'Come to me, all you who labor and are burdened, and I will give you rest.' -- Matthew 11:28
Thursday, June 16, 2011
(Don't) think about it!
Sunday, June 19, 2011
Solemnity of The Most Holy Trinity—A
Exodus 34:4b-6, 8-9
2Corinthians 13:11-13
John 3:16-18
Richard Rohr, in his book The Naked Now: Learning to See as the Mystics See, recalls an amusing, yet enlightening, moment from his days as a child in school. Attempting to introduce the mystery of the Holy Trinity to Rohr and his befuddled classmates, their teacher, an Irish nun, held up a shamrock for them to gaze upon and said: “Don’t think about it!”
While some theologians and learned Christians may overanalyze the Trinity, the majority of us rarely ponder it at all. And yet, it is the central doctrine of our faith. It is why we make the sign of the cross so often. It is explicitly present in the liturgy, and implicitly present in Scripture. We confess one God, but one God in three divine and distinct persons—Father, Son, and Holy Spirit. They are co-equal, co-eternal, and consubstantial. The one and only God is one, but not solitary.
Huh?
As Rohr’s teacher would say, “Don’t think about it!”
It is a very slippery thing—like trying barehanded to grab fish swimming in a barrel. Once we think we’ve finally taken hold of it, somehow it slides out of our grasp.
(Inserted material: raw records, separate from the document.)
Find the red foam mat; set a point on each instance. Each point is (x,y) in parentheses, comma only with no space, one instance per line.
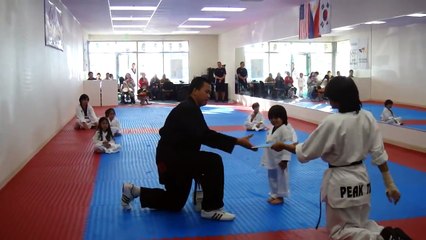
(49,197)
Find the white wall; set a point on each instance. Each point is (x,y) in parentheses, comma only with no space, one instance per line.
(399,60)
(203,49)
(344,13)
(40,85)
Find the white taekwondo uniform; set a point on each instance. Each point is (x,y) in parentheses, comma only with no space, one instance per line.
(343,139)
(278,179)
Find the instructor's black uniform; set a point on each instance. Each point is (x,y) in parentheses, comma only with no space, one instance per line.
(179,160)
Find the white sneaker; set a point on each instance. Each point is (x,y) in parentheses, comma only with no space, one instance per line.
(219,215)
(127,196)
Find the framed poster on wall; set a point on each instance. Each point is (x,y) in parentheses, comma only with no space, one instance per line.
(53,24)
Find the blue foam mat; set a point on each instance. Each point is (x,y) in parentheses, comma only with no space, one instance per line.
(246,190)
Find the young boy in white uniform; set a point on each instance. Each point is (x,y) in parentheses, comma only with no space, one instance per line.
(343,140)
(86,116)
(277,162)
(255,120)
(113,121)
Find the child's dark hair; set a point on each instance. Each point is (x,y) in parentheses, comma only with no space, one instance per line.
(344,91)
(83,97)
(388,101)
(278,111)
(109,135)
(255,105)
(108,111)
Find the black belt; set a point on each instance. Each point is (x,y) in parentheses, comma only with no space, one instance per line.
(351,164)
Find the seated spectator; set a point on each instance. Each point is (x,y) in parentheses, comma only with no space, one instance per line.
(269,79)
(168,90)
(387,115)
(143,82)
(128,90)
(290,90)
(280,88)
(113,121)
(86,116)
(90,74)
(103,138)
(155,87)
(164,79)
(254,121)
(107,76)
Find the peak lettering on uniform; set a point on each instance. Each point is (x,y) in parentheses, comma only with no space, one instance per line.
(354,191)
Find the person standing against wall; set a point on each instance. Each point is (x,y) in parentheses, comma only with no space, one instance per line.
(219,76)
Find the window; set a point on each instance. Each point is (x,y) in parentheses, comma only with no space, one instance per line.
(151,57)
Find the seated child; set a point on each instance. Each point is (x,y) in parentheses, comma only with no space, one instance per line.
(103,139)
(86,116)
(113,121)
(276,162)
(387,115)
(254,121)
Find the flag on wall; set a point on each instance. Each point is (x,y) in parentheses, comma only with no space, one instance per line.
(303,21)
(314,19)
(325,10)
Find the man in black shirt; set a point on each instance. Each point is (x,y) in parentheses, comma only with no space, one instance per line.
(219,76)
(180,160)
(242,75)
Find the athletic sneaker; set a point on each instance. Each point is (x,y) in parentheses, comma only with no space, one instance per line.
(127,196)
(389,233)
(219,215)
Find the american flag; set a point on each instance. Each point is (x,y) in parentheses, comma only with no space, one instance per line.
(304,21)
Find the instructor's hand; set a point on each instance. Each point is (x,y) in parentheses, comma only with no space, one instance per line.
(245,142)
(393,196)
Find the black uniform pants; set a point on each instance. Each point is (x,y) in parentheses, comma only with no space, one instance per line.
(206,167)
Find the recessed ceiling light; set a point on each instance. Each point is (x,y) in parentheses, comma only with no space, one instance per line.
(207,19)
(136,8)
(194,26)
(417,15)
(129,26)
(185,32)
(222,9)
(130,18)
(375,22)
(343,29)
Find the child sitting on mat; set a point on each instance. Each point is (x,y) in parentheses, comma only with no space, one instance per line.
(113,121)
(103,138)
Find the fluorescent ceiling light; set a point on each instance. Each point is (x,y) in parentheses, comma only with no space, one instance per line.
(127,32)
(207,19)
(194,26)
(137,8)
(343,29)
(185,32)
(130,18)
(129,26)
(417,15)
(375,22)
(222,9)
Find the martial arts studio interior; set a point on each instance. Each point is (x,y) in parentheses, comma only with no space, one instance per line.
(53,185)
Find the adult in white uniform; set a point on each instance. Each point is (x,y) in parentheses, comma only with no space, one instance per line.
(103,138)
(255,120)
(277,162)
(343,140)
(387,115)
(113,121)
(86,116)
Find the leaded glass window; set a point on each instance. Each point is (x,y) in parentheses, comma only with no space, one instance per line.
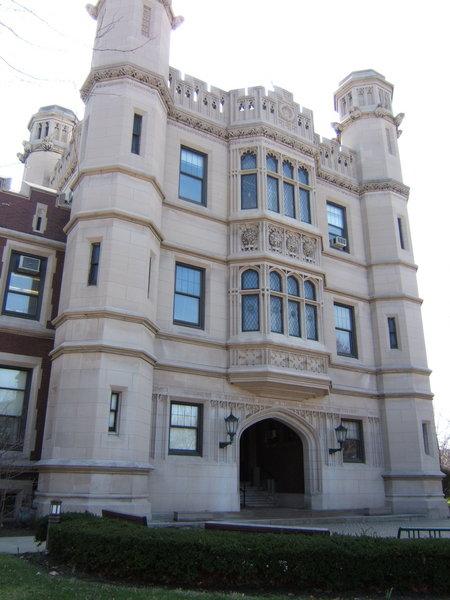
(249,182)
(337,224)
(185,435)
(276,314)
(192,184)
(189,296)
(345,330)
(272,163)
(272,194)
(14,392)
(353,447)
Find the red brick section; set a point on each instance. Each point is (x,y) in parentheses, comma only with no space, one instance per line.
(32,346)
(17,213)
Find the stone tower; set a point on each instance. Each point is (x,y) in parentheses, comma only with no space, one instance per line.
(368,126)
(50,129)
(103,359)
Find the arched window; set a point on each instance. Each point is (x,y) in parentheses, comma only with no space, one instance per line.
(310,312)
(273,200)
(294,307)
(250,301)
(249,181)
(276,303)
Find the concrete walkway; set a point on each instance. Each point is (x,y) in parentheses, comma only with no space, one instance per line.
(19,545)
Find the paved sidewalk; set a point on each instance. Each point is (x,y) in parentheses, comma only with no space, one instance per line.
(19,545)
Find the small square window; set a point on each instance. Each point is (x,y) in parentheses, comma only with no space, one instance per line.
(185,430)
(192,186)
(353,448)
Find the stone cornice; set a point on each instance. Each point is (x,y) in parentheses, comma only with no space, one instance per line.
(112,213)
(107,313)
(386,185)
(31,238)
(94,347)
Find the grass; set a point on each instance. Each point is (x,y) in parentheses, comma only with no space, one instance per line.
(23,580)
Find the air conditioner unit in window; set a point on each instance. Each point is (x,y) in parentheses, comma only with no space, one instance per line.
(339,242)
(29,264)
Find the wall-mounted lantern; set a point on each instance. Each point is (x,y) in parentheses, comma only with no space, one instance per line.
(231,423)
(341,436)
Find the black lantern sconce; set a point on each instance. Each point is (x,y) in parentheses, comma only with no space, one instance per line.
(341,435)
(231,423)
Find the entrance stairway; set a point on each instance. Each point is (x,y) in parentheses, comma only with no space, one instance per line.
(256,497)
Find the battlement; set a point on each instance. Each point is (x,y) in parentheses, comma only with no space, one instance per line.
(275,107)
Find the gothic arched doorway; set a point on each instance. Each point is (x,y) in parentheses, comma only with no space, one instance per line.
(271,466)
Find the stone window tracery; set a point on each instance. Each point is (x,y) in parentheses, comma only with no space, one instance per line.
(295,200)
(249,181)
(291,301)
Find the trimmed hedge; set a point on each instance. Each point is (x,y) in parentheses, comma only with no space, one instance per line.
(269,562)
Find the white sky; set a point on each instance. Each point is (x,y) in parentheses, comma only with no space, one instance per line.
(305,47)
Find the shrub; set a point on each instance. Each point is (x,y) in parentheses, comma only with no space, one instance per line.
(230,560)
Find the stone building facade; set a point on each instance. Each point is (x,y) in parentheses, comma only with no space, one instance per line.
(223,259)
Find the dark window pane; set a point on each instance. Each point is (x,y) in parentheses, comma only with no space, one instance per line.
(293,287)
(272,194)
(288,169)
(294,318)
(250,280)
(289,203)
(191,188)
(276,314)
(310,291)
(272,163)
(303,176)
(250,313)
(311,322)
(188,281)
(305,206)
(187,309)
(249,191)
(275,281)
(248,161)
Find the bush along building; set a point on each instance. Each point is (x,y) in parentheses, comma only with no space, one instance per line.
(238,320)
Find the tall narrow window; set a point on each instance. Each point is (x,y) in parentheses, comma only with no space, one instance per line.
(273,201)
(250,301)
(426,440)
(276,303)
(93,267)
(294,307)
(337,227)
(393,339)
(14,392)
(185,435)
(310,312)
(24,286)
(353,448)
(137,131)
(189,296)
(113,425)
(304,195)
(345,330)
(192,176)
(400,233)
(249,185)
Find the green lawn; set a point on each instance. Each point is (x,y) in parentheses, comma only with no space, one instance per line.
(23,580)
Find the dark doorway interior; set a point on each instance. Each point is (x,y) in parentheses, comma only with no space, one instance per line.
(271,458)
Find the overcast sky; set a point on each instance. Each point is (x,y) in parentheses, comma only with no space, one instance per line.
(305,47)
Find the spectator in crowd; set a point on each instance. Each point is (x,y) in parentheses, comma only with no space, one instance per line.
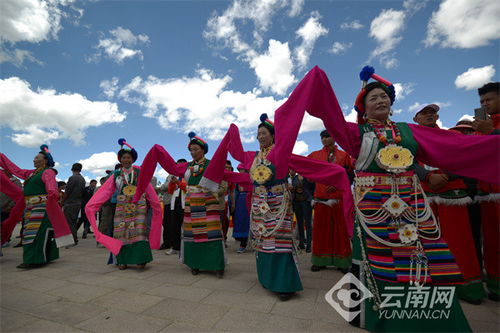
(331,244)
(241,216)
(302,195)
(177,191)
(72,199)
(489,194)
(449,198)
(167,216)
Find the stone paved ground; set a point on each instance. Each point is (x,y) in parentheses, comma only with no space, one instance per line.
(80,293)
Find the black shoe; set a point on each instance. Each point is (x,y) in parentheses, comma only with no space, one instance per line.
(493,297)
(29,266)
(474,301)
(284,296)
(315,268)
(344,270)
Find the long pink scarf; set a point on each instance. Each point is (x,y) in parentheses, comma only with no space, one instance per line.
(468,156)
(317,171)
(103,194)
(16,213)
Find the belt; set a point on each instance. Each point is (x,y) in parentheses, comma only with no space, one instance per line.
(264,190)
(370,181)
(197,189)
(35,199)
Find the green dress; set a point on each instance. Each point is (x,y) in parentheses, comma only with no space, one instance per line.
(386,264)
(271,231)
(39,245)
(202,245)
(129,224)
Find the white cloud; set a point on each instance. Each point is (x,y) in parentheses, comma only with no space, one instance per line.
(339,47)
(440,124)
(161,174)
(31,21)
(474,78)
(412,6)
(274,68)
(418,106)
(295,7)
(464,24)
(300,148)
(109,87)
(386,29)
(98,163)
(352,116)
(44,115)
(310,123)
(171,103)
(353,25)
(309,33)
(17,56)
(403,90)
(224,31)
(121,45)
(466,117)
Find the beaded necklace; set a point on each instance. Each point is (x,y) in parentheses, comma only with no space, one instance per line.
(128,173)
(197,168)
(37,171)
(379,130)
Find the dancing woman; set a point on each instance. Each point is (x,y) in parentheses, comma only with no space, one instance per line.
(45,228)
(397,244)
(132,244)
(202,246)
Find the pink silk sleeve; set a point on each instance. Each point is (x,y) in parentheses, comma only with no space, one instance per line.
(102,195)
(157,154)
(242,179)
(62,231)
(465,155)
(328,174)
(13,168)
(231,143)
(314,94)
(16,213)
(157,219)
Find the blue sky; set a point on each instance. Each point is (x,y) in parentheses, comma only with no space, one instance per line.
(78,75)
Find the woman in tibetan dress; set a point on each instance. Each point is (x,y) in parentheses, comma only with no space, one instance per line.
(398,251)
(202,246)
(129,225)
(45,227)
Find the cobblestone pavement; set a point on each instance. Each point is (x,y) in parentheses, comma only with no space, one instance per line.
(80,293)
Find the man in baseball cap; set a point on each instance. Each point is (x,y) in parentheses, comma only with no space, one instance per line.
(427,115)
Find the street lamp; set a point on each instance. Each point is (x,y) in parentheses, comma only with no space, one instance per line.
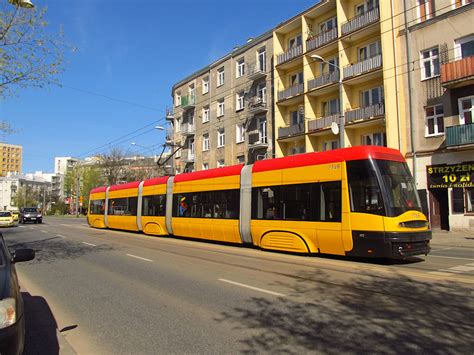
(318,58)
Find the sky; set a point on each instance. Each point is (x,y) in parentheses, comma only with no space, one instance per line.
(129,54)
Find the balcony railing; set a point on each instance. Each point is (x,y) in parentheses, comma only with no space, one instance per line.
(255,139)
(289,54)
(323,122)
(188,129)
(257,105)
(188,101)
(289,131)
(255,72)
(365,113)
(360,21)
(365,66)
(322,39)
(458,70)
(325,79)
(293,91)
(460,135)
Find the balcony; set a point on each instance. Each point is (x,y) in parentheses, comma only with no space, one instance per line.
(363,67)
(365,113)
(460,135)
(188,129)
(188,101)
(187,156)
(458,73)
(323,80)
(257,105)
(293,91)
(255,72)
(289,54)
(361,21)
(323,122)
(290,131)
(321,39)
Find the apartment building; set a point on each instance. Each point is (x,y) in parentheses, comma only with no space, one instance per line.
(223,112)
(437,41)
(11,159)
(335,75)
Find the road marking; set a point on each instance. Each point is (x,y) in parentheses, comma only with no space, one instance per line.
(450,257)
(253,288)
(92,245)
(139,257)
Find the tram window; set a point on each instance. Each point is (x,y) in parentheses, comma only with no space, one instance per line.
(154,205)
(97,207)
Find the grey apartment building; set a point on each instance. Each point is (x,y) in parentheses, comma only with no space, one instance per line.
(438,45)
(222,114)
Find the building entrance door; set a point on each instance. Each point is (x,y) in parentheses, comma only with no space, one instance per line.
(439,209)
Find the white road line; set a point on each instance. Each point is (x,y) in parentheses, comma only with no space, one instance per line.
(253,288)
(139,257)
(450,257)
(92,245)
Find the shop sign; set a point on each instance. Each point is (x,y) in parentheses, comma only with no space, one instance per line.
(450,175)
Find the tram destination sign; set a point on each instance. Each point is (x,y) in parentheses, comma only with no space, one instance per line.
(450,175)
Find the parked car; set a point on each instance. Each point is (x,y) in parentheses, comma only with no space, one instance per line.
(30,214)
(6,219)
(16,215)
(12,320)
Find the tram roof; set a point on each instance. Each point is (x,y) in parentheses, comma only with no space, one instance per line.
(332,156)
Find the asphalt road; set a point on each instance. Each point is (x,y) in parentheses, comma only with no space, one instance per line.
(117,292)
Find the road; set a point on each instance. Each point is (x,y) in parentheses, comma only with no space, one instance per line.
(113,292)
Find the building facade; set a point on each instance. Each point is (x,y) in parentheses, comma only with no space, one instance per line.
(438,42)
(11,159)
(223,113)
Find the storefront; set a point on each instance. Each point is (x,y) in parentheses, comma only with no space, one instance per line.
(451,196)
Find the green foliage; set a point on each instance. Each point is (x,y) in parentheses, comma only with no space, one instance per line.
(29,55)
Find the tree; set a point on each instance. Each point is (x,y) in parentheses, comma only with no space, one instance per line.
(29,56)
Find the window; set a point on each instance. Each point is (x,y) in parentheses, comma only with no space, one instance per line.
(429,63)
(434,120)
(464,47)
(425,10)
(372,96)
(466,109)
(330,145)
(239,98)
(205,114)
(328,24)
(178,99)
(220,77)
(220,138)
(205,85)
(240,68)
(154,205)
(239,133)
(223,204)
(377,138)
(298,202)
(369,51)
(220,108)
(205,142)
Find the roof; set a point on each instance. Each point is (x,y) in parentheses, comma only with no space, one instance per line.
(209,174)
(332,156)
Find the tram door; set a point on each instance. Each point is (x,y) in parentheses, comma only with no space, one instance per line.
(439,209)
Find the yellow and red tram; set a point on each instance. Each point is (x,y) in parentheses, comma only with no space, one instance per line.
(358,201)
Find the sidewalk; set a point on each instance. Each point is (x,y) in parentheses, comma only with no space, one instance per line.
(453,239)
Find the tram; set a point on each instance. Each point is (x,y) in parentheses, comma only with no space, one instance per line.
(359,201)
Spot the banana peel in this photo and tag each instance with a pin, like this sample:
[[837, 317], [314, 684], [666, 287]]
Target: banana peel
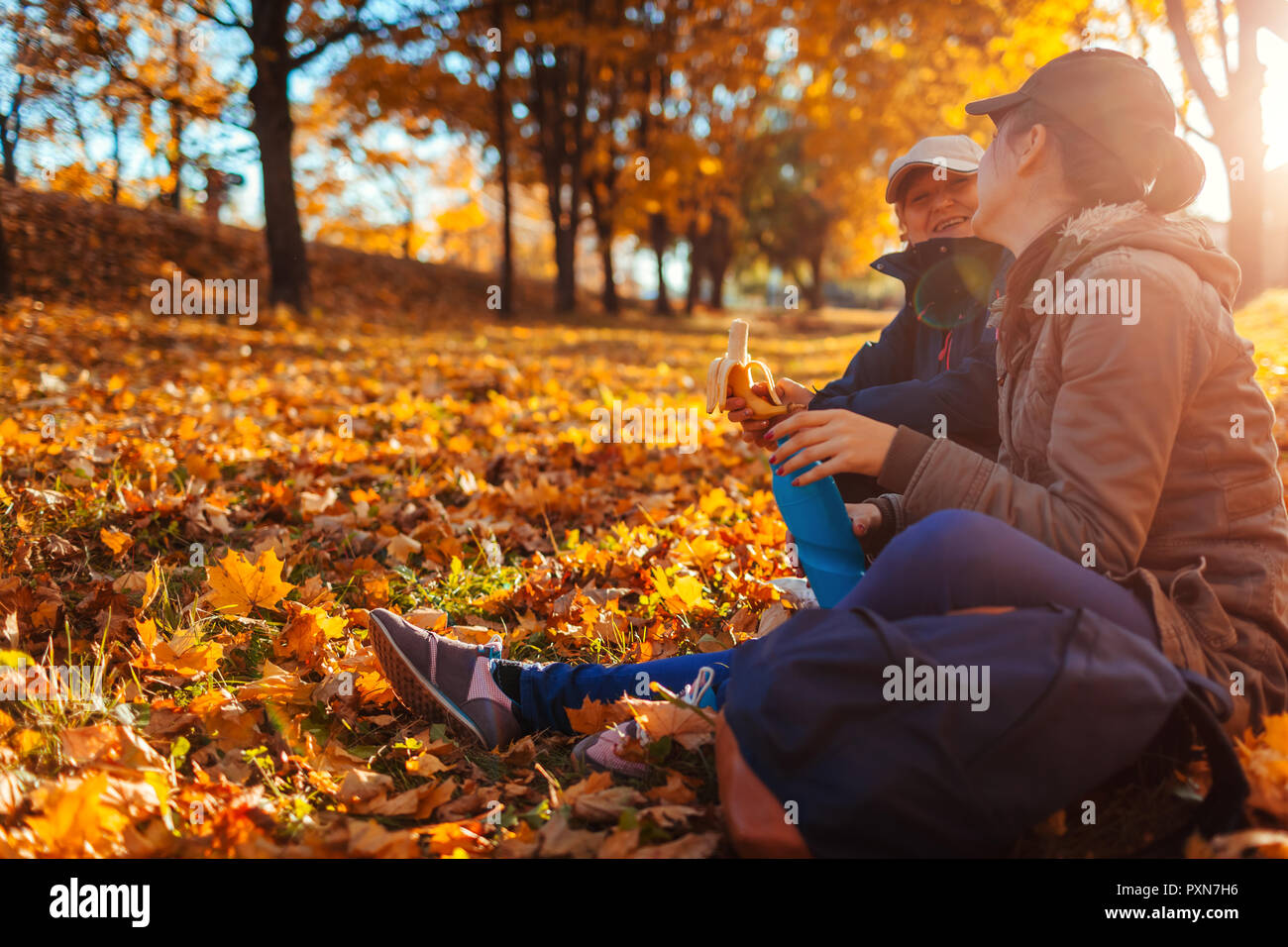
[[730, 375]]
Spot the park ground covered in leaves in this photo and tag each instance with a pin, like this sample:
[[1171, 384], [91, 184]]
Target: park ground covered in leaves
[[205, 514]]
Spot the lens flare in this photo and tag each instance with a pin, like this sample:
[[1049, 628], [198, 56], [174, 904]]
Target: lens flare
[[952, 292]]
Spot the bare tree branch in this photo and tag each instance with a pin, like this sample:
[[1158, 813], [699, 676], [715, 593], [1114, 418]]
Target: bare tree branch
[[1190, 59]]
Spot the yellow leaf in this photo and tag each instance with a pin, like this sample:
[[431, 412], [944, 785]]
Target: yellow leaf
[[116, 540], [237, 585]]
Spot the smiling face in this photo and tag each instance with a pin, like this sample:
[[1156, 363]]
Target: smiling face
[[931, 208]]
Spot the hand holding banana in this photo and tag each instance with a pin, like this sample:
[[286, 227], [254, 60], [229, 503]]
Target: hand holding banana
[[748, 402]]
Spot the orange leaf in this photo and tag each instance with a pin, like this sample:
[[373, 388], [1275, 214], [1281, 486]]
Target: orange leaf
[[237, 585]]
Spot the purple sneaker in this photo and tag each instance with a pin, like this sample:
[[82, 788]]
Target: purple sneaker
[[445, 681], [599, 750]]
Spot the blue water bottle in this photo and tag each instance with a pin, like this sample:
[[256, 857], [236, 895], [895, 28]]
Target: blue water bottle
[[825, 544]]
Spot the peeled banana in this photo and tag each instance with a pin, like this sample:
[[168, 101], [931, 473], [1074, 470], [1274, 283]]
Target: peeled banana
[[730, 375]]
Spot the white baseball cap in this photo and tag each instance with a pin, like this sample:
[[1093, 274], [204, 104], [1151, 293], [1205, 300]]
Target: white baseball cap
[[954, 153]]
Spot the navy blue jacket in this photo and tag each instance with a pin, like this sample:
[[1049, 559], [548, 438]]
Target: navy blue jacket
[[936, 356]]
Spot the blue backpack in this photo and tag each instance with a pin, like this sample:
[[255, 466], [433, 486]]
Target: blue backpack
[[871, 755]]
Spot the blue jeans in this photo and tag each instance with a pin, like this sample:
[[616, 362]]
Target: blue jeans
[[951, 560]]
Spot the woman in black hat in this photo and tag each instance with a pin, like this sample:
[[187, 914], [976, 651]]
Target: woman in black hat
[[1137, 471]]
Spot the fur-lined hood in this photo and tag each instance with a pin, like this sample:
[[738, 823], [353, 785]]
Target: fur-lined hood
[[1112, 226]]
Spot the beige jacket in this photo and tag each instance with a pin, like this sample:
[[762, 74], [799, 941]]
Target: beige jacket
[[1142, 438]]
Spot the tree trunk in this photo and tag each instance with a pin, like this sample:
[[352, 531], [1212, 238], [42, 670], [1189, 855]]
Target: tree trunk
[[719, 254], [11, 129], [174, 153], [273, 128], [5, 277], [658, 234], [697, 264], [815, 287], [502, 144], [116, 155], [604, 234], [11, 169]]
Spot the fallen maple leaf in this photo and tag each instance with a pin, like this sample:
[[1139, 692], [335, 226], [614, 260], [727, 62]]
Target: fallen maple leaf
[[116, 540], [237, 585], [593, 716], [658, 719]]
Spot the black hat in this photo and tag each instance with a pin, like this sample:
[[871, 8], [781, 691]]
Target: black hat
[[1111, 95]]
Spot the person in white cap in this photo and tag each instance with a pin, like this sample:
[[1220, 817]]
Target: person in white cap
[[932, 368]]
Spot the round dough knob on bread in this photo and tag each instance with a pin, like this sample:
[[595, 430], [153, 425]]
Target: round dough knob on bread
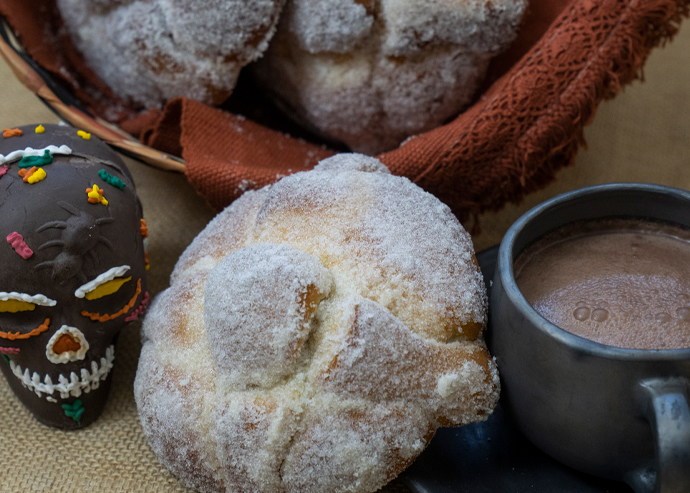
[[370, 73], [315, 335]]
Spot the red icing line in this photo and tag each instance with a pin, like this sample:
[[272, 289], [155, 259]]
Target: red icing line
[[17, 242], [104, 318], [140, 309]]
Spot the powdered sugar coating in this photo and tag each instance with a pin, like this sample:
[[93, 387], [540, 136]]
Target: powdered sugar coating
[[258, 307], [378, 71], [373, 282], [151, 50]]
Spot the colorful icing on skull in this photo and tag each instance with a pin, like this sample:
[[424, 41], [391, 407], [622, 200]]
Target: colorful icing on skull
[[72, 272]]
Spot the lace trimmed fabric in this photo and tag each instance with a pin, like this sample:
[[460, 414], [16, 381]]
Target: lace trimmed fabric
[[525, 127]]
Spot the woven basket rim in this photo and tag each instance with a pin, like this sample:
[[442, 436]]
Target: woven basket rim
[[69, 108]]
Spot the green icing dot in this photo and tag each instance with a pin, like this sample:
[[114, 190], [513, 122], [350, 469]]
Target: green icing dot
[[29, 161], [74, 410], [111, 180]]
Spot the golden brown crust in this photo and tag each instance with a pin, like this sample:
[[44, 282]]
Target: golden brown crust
[[319, 331]]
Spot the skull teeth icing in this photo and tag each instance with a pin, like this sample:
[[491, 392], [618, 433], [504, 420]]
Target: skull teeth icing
[[73, 386]]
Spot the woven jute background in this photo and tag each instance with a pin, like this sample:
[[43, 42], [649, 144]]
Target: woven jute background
[[642, 135]]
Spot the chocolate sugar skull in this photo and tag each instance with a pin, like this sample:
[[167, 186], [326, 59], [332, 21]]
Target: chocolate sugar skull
[[72, 273]]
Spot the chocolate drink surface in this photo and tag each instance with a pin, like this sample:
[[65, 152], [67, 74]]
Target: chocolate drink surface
[[619, 282]]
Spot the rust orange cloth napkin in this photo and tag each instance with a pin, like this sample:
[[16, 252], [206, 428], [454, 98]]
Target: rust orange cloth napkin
[[526, 125]]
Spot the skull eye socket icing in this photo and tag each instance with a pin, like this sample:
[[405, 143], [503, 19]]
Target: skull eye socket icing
[[97, 317], [21, 302], [16, 335], [103, 278], [107, 288]]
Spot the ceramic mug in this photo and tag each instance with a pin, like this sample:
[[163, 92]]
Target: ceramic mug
[[616, 413]]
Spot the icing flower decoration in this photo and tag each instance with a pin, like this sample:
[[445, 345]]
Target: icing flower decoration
[[62, 256], [17, 242], [12, 132], [96, 195], [32, 175]]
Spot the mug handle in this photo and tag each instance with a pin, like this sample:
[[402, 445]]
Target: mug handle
[[665, 404]]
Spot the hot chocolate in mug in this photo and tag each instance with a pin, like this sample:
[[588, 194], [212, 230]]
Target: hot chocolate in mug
[[613, 412]]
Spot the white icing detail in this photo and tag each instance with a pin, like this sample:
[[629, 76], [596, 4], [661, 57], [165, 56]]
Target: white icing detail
[[108, 275], [37, 299], [30, 151], [74, 386], [67, 356]]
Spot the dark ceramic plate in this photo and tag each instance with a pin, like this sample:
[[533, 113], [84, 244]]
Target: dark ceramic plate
[[493, 456]]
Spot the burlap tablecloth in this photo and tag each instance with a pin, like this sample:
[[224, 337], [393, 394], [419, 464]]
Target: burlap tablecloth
[[643, 135]]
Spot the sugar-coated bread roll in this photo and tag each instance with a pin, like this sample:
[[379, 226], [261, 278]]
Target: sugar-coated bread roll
[[315, 335], [372, 73], [151, 50]]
The difficulty lies in our Western either/or mentality that tends to view things through one of two lenses in order to classify and compartmentalize. We struggle with paradox, with mystery, with viewing things with a “third eye” that is comfortable with opposites held in tension with one another.
But the Trinity cannot be captured. The Trinity must capture you.
Rohr encourages his readers to think of God not as a noun (or proper noun, as it where), but as a verb. Rather than attempting to “solve” the mystery of the Trinity (or avoiding the issue altogether), we simply need to be “captured” by the exchange of Love (as a verb) shared among Father, Son, and Holy Spirit—to be an integral part of this divine relationship. We are invited to become what we contemplate!
The grace of the Lord Jesus Christ and the love of God and the fellowship of the Holy Spirit be with all of you.